Resensi Buku: Usman Hamid dan Darmawan Triwibowo (ed.), Menolak Matinya Intelektualisme, Jejak Perjalanan dan Pemikiran A.E. Priyono; dan Usman Hamid dan Ahmad Taufiq (ed.), Pergulatan Intelektual Membela Demokrasi, Setangkai Kesaksian Sosok A.E. Priyono. Kedua buku ini diterbitkan Mizan, Jakarta (2020). Dunia perbukuan Indonesia, terutama di era 1980 hingga 1990-an, diwarnai oleh buku-buku hasil terjemahan dan suntingan A.E. Priyono (selanjutnya disebut AE). Terutama buku-buku berkualitas bertemakan keislaman, demokrasi, dan Hak Asasi Manusia. Buku-buku hasil olahannya kala itu begitu menginspirasi, terlebih bagi kalangan pergerakan mahasiswa yang sedang berjuang melawan rezim Orde Baru.
Dalam epilog yang ditulis oleh Amich Alhumami dalam buku Pergulatan Intelektual Membela Demokrasi, ia mengatakan bahwaq AE adalah sosok intelektual yang punya pemikiran yang sangat serius, reflektif, dan mendalam mengenai isu isu penting, strategis dan fundamental terutama di bidang politik, demokrasi, pemikiran Islam, aktivisme Islam serta kontestasi ideologi dan mazhab pemikiran. Kematangan intelektual AE tergambar sangat jelas melalui berbagai karya tulis, seperti artikel ilmiah popular, artikel jurnal, esai yang termuat di dalam buku kumpulan karangan, dan buku-buku lain dengan standar kualitas bagus yang disuntingnya, atau ia sebagai editor.

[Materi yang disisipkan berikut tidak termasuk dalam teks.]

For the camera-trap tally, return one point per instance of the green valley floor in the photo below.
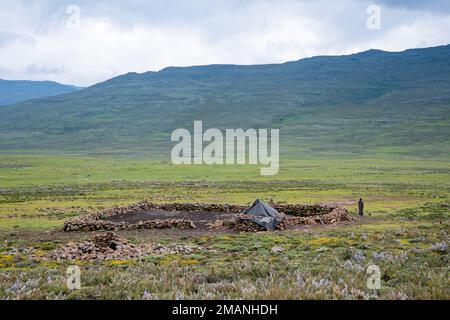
(405, 230)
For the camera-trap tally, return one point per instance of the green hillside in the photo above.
(14, 91)
(372, 102)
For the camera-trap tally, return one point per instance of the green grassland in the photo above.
(405, 232)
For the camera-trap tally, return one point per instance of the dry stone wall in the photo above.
(99, 221)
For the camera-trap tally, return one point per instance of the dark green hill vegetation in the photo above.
(368, 103)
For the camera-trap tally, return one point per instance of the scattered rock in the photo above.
(277, 249)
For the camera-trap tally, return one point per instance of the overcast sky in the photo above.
(45, 40)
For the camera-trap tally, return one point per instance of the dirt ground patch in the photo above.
(201, 219)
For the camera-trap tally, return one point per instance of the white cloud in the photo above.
(122, 36)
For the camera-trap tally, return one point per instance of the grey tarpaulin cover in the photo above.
(263, 214)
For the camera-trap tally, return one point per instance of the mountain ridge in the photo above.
(368, 102)
(16, 91)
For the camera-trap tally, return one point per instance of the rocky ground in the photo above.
(110, 246)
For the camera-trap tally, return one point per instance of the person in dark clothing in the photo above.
(361, 207)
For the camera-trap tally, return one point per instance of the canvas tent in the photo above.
(263, 214)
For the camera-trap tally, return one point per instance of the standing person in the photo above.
(361, 207)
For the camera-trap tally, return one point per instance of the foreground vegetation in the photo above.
(405, 232)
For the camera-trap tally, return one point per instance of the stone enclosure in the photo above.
(147, 215)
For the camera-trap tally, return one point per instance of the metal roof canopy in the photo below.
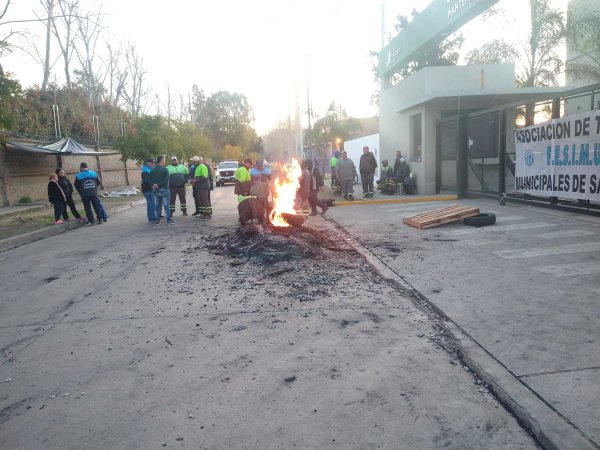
(434, 23)
(516, 97)
(66, 146)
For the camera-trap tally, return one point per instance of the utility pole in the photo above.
(382, 25)
(309, 111)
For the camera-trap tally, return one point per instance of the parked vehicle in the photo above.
(225, 172)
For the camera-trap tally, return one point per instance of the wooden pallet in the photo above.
(440, 216)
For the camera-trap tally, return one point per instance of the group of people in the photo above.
(253, 187)
(162, 185)
(399, 175)
(60, 194)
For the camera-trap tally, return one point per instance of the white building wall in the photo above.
(354, 148)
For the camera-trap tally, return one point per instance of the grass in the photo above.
(36, 219)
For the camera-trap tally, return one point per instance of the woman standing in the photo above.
(57, 197)
(67, 188)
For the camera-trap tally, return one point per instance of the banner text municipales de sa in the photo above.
(560, 158)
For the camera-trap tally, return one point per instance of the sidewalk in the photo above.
(537, 352)
(52, 230)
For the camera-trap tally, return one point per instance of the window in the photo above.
(416, 138)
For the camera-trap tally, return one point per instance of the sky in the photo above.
(273, 51)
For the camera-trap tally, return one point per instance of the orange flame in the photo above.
(284, 193)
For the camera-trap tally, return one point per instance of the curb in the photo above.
(362, 202)
(551, 429)
(43, 233)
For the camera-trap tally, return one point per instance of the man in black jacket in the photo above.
(148, 191)
(86, 183)
(316, 185)
(367, 168)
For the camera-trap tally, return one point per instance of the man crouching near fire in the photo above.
(249, 207)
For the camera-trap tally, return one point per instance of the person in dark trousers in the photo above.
(194, 162)
(345, 172)
(316, 185)
(202, 184)
(57, 197)
(397, 161)
(67, 188)
(86, 183)
(403, 175)
(303, 193)
(211, 180)
(367, 168)
(159, 179)
(178, 175)
(147, 191)
(386, 183)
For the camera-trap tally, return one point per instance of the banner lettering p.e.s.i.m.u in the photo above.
(560, 158)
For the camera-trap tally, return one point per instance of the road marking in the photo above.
(499, 228)
(561, 234)
(508, 218)
(410, 207)
(562, 250)
(569, 270)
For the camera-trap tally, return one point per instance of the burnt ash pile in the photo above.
(281, 266)
(269, 245)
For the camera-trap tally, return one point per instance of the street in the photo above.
(130, 335)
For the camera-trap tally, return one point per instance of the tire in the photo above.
(480, 220)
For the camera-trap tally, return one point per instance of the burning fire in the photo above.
(284, 193)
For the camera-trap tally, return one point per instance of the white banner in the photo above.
(560, 158)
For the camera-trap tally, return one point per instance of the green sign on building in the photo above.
(434, 23)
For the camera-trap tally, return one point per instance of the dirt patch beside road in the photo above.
(30, 220)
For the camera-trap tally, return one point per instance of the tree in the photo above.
(89, 27)
(116, 75)
(68, 10)
(583, 39)
(49, 8)
(10, 91)
(144, 140)
(443, 52)
(4, 40)
(226, 119)
(134, 90)
(543, 65)
(494, 52)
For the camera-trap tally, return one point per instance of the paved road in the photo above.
(526, 291)
(129, 335)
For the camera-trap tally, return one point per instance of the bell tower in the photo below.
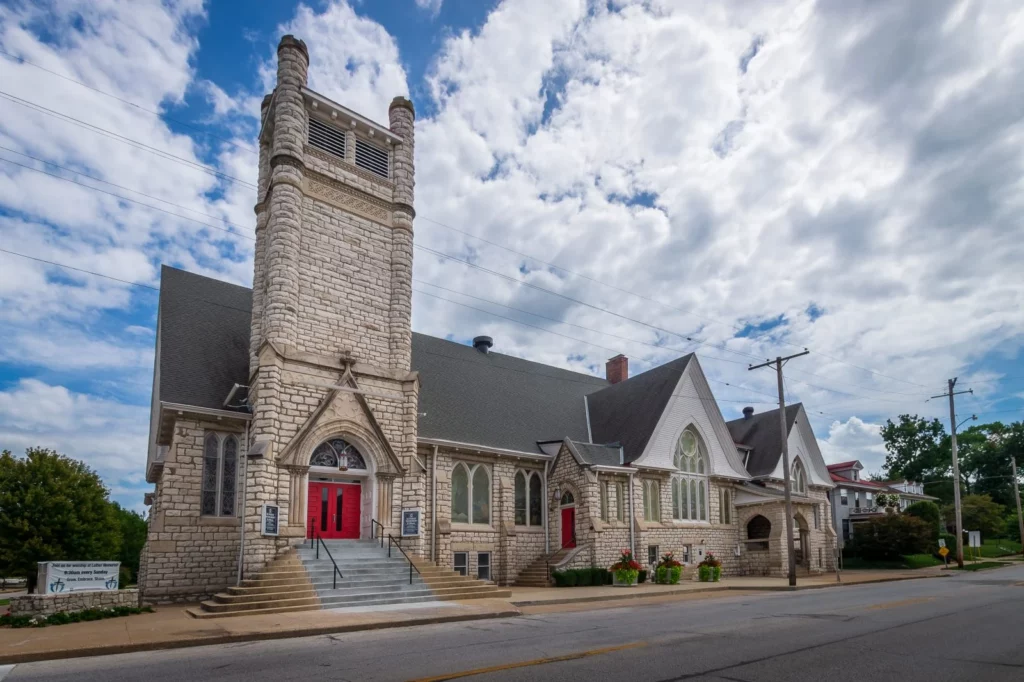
(331, 341)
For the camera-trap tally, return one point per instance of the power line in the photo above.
(648, 298)
(126, 199)
(119, 186)
(131, 103)
(127, 140)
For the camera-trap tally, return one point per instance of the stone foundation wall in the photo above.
(188, 557)
(48, 604)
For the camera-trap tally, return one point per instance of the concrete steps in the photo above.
(536, 574)
(301, 581)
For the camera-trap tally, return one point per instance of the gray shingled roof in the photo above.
(628, 412)
(204, 338)
(761, 433)
(495, 399)
(465, 395)
(599, 455)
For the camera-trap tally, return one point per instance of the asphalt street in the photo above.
(966, 627)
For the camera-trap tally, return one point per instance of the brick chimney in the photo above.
(616, 369)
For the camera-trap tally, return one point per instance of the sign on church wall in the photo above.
(65, 577)
(410, 522)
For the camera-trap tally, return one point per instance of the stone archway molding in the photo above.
(370, 437)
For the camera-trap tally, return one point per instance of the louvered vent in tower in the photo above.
(372, 158)
(326, 137)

Cukup banyak karya yang dihasilkan oleh A.E. Salah satunya yang terkenal di alam pemikiran Islam Indonesia, adalah suntingan kreatif dan elaboratifnya terhadap pemikiran Kuntowijoyo, cendekiawan Muslim dan sejarawan terkemuka UGM, Paradigma Islam: Interpretasi untuk Aksi, yang diterbitkan Mizan pada 1991. Buku ini sangat terkenal dan bermutu yang membuatnya makin masyhur di kalangan para sarjana dan intelektual Muslim.
Dalam memberikan kata pengantar pada buku tersebut, AE menegaskan titik utama atau poin penting dalam pemikiran Kuntowijoyo. Yakni bagaimana agar Islam bisa dipahami sebagai etika profetik. Menurut pandangannya, gagasan etika profetik tersebut lahir dari penelusuran Kuntowijoyo atas doktrin-doktrin pokok konvensional Islam mengenai tauhid, yang ditafsirkan sebagai prinsip universalisme Islam, yaitu Tuhan yang satu, dan kemanusiaan yang satu. AE berpendapat, di samping tauhid, ada doktrin lain yang dipahami sebagai misi bersama agama-agama, yakni emansipasi/humanisasi, liberasi, dan transendensi.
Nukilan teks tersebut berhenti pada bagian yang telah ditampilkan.